Band structure analysis of Green-Naghdi thermoelastic wave propagation in a GPLs/CNTs-reinforced metamaterial with energy dissipation

In this paper, the band structure analysis of the thermoelastic wave propagation in a phononic crystal (PC), which it is reinforced by graphene platelets (GPLs) and carbon nanotubes (CNTs), is presented. The reinforced PC beam is made of periodic unit-cells including a metal section and a GPLs/CNTs-reinforced epoxy section. The Green-Naghdi theory of the generalized coupled thermoelasticity with energy dissipation and a new modified micromechanical model to predict the mechanical properties of the reinforced section are employed in the analysis. An analytical solution and the transfer matrix method are adopted to compute the band structures.

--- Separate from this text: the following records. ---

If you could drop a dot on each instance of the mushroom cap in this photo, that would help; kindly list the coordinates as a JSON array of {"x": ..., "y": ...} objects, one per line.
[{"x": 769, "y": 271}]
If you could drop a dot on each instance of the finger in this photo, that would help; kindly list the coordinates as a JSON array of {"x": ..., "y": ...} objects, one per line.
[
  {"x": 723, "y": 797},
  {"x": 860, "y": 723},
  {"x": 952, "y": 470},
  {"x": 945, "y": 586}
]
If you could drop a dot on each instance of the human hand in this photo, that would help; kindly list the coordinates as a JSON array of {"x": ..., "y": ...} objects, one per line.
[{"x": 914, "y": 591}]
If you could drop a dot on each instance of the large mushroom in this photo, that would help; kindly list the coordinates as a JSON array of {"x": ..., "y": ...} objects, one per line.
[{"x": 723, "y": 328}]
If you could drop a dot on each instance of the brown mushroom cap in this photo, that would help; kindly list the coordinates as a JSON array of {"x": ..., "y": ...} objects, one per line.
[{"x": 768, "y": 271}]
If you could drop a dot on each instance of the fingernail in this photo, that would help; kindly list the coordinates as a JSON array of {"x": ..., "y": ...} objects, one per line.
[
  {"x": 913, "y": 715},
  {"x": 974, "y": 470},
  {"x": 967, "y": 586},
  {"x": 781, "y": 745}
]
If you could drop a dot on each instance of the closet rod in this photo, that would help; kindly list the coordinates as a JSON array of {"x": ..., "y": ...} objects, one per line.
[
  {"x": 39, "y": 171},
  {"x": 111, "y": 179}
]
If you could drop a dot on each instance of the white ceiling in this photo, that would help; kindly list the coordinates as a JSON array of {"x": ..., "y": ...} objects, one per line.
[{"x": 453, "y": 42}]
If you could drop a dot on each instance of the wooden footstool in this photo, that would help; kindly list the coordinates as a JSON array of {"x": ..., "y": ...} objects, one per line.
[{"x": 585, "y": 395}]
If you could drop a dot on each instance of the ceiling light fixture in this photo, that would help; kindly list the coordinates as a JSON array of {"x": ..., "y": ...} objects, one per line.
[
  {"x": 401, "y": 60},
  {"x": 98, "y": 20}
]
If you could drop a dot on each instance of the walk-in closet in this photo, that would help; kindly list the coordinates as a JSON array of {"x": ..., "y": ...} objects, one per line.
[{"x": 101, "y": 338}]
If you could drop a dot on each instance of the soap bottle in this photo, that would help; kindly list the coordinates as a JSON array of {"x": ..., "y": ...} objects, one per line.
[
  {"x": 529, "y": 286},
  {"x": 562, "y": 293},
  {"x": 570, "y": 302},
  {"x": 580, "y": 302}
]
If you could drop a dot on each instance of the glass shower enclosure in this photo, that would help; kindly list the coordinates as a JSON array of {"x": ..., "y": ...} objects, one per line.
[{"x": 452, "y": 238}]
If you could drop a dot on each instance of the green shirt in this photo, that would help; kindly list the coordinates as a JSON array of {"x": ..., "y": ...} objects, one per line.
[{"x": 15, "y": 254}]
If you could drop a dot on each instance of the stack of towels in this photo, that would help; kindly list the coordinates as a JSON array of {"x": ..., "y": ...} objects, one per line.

The frequency band-gaps are obtained and the effects of the GPLs and CNTs volume fractions on the width and location of the band-gaps are analyzed and discussed in details. The results show that the GPLs influence the frequency band-gaps and the band structures of the thermoelastic wave propagation in the reinforced PC beam much more remarkably than the CNTs. The proposed analytical solution method, the modified micromechanical model and the presented results can be employed for designing the reinforced PC structures by the GPLs, CNTs or both of them and also for tuning the band-gaps in the future researches.

Automated summary

This paper presents a band structure analysis of thermoelastic wave propagation in a phononic crystal reinforced by graphene platelets and carbon nanotubes. The results indicate that graphene platelets have a more significant influence on the frequency band-gaps and band structures than carbon nanotubes.